Is Walmart Destroying America?
October 14, 2014
(This article appears in the November/December 2014 issue of The American Postal Worker magazine.)
Is Walmart ruining our country? That’s a question that most people never stop and ask. Most of us love shopping in big, clean stores that are packed with cheap merchandise, but the truth is that Walmart is destroying America in a lot of ways.
Walmart has destroyed tens of thousands of small businesses and countless manufacturing jobs over the past few decades. It has become a gigantic operation that sells five times more stuff than any other retailer in the United States. Unfortunately, a large percentage of the things sold at Walmart are made overseas. What that’s costing the U.S. economy in lost jobs and revenue is incalculable.
‘Bait and Switch’
For every supercenter built, at least two supermarkets and numerous other stores go out of business. Walmart uses the bait-and-switch tactic. It opens stores with rolled back prices, but once the other stores close, Walmart raises its prices, often higher than the prices of stores that it ran out of business.
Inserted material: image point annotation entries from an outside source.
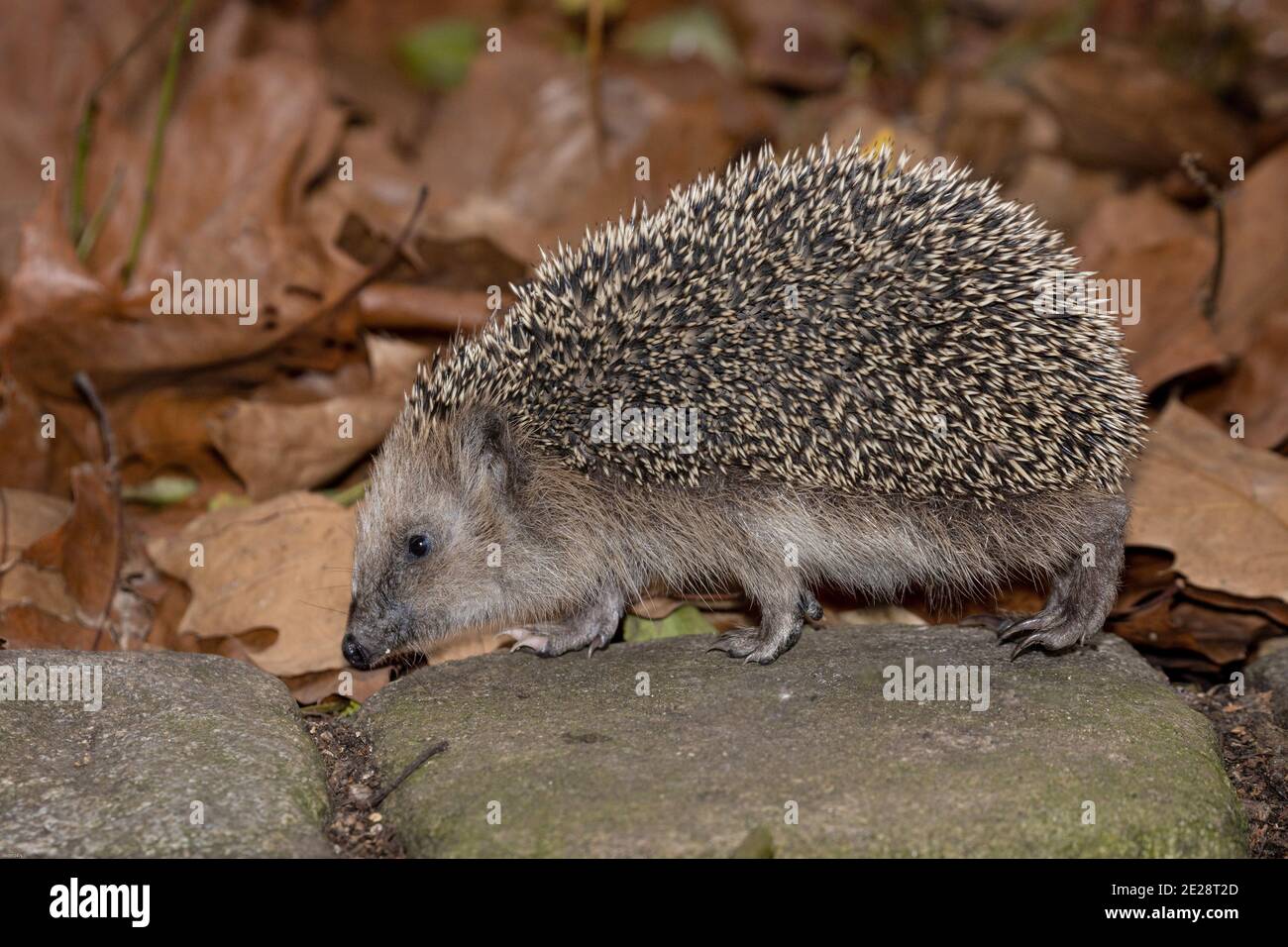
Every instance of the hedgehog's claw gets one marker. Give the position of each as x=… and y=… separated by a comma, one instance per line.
x=995, y=622
x=1056, y=633
x=1034, y=622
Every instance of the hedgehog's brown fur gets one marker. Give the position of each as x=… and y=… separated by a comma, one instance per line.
x=912, y=420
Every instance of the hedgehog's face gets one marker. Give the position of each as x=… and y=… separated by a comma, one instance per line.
x=429, y=536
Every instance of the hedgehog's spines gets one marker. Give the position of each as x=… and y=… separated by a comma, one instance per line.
x=913, y=287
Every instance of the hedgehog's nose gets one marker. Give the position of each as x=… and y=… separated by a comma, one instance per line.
x=355, y=654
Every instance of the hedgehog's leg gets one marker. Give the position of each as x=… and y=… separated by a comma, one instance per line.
x=591, y=628
x=782, y=615
x=1082, y=595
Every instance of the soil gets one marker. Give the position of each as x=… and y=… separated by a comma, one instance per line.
x=355, y=830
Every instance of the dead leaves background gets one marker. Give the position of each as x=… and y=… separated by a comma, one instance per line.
x=241, y=420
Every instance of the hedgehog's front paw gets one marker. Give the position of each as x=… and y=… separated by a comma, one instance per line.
x=527, y=638
x=754, y=646
x=550, y=639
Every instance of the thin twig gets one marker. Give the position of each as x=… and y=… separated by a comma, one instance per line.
x=1190, y=162
x=390, y=260
x=89, y=236
x=89, y=115
x=420, y=761
x=150, y=184
x=85, y=388
x=5, y=564
x=593, y=75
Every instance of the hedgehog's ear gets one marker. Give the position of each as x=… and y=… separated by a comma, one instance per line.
x=489, y=455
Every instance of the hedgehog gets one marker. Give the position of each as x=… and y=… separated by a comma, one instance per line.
x=831, y=369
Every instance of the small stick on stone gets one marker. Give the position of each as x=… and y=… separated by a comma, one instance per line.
x=420, y=761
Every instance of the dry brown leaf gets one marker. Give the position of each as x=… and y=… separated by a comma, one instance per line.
x=820, y=27
x=256, y=436
x=222, y=213
x=1257, y=388
x=1120, y=110
x=1256, y=279
x=88, y=547
x=1218, y=505
x=274, y=577
x=1144, y=237
x=27, y=626
x=533, y=175
x=314, y=688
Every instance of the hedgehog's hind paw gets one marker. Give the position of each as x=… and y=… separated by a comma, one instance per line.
x=1051, y=631
x=756, y=646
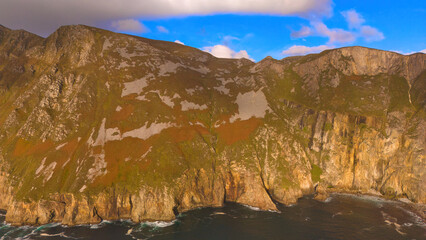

Walmart’s low-wage workers cost U.S. taxpayers an estimated $6.2 billion in public assistance, including food stamps, Medicaid, and subsidized housing, according to a report published by the Americans for Tax Fairness, a coalition of 400 national- and state-level groups.
The estimate was made using data from a 2013 study by the U.S. Committee on Education and the Workforce, which found that a single Walmart supercenter cost taxpayers between $904,542 and $1.75 million per year, or between $3,015 and $5,815 on average for each Walmart employee. That’s because hundreds of thousands of full-time Walmart workers live below the poverty line and are forced to get state aid.
Walmart’s Anti-Union Tactics
Walmart has a long history of denying its employees the right to organize and the right to bargain collectively.
The company deploys numerous anti-union tactics, including requiring workers to attend anti-union “captive-audience” meetings and training supervisors in “union avoidance.”
Employees are discriminated against and even fired if they are known to favor organizing a union. Lawsuits have been filed against Walmart on issues such as: low wages, poor working conditions, racial and gender discrimination, excessive hours, and sexual harassment. Many Walmart workers are forced to work flexible schedules with shorter shifts, making it difficult to schedule their lives.
Approximately 70 percent of Walmart employees leave the job within the first year.
Don’t Shop at Walmart
Walmart has been criticized by labor unions, community groups, grass-roots organizations, religious organizations, environmental groups, and Walmart employees, with good reason.
As of July 2014, the company’s largest shareholders, the Walton family, are worth a combined total of $152 billion. The family’s wealth now exceeds the wealth of the bottom 40 percent of American families combined, according to an analysis by the Economic Policy Institute. Yet Walmart’s employees are among the lowest paid workers in the U.S., making an average of $8.81 per hour.
It’s time to expose Walmart for what it really is – a greedy corporation!
All over the country, independent retailers are going out of business because they cannot compete with Walmart. Often communities will give the company huge tax breaks just to move in to their areas. But what many communities don’t take into account is that the introduction of a Walmart is often absolutely devastating to small businesses and to the economy.
The best way to counter Walmart’s effect on the American economy is to stop buying their products. The more that consumers buy these good, the more the retailers will bring them in from countries that exploit cheap labor. When these retailers see their sales drop, then and only then, will they start to change their ways!